A successful bid would see the European nations host a compact tournament with small distances between the venues. Officials, teams, players and vast numbers of supporters would be offered easy access to all venues in very little time making use of sustainable and collective means of transport.
Coaches and players from both destinations have already travelled all over the world to impress fans with a specific view of the game of football; combining a daring approach, an open attitude and a willingness to settle in faraway countries.
At present the Benelux bid does not have an 80,000 capacity stadium to host the final. However, the city council of Rotterdam gave permission in March 2009 for development of a new stadium with such capacity to be completed in time for the possible World Cup in 2018.
In November 2009, the venues were presented.
In Belgium, matches would be played in seven venues: Antwerp, Bruges, Brussels, Charleroi, Genk, Gent and Liège.
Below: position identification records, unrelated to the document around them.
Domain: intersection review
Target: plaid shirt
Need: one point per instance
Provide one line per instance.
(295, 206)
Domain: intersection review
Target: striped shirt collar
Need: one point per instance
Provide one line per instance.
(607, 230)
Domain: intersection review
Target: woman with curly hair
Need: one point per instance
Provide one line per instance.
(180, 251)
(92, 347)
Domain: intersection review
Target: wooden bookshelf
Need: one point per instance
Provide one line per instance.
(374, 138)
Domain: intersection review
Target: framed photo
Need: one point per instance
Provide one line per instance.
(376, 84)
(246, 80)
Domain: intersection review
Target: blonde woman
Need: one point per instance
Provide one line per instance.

In the Netherlands, five cities would host matches: Amsterdam, Eindhoven, Enschede, Heerenveen and Rotterdam, but both Amsterdam and Rotterdam will provide two stadiums.
Eindhoven will function as the ‘capital city’ of the World Cup if the bid were to be successful.
The city of Eindhoven would host the World Cup it the Benelux bid is successful
Finally, Spain and Portugal have formed part of the great family of football for the last 100 years – with Spain rising to prominence with victories in both Euro 2008 and 2010 FIFA World Cup .
Football has fired passions in the countries since the very first time a ball was put into play on an improvised pitch, with the game growing from the sweat of the players to become the most important of mass phenomena.
Spain’s organisation of the Euro 1964 and the World Cup 1982 was irreproachable, while the same is true of Portugal’s staging of the Euro 2004. Both are now seeking to offer more, with guarantees in place for comfortable and modern transport links; impeccable stadiums; a perfect infrastructure of hotels; and an enviable climate, all happily linked to football and the very best the game has to offer.
Spain is the dominant partner in the bid, with Barcelona - home to Camp Noua and Estadi Olímpic Lluís Companys venues– Madrid - Santiago Bernabéua and La Peineta – and Valencia leading the way.
Seville, Bilbao, Zaragoza, Badajoz, Santander, Málaga, A Coruña, San Sebastián, Valladolid, Vigo, Murcia and Alicante will also hope to see their hosting skills put to the test.
In Portugal, Porto and Lisbon will offer their services.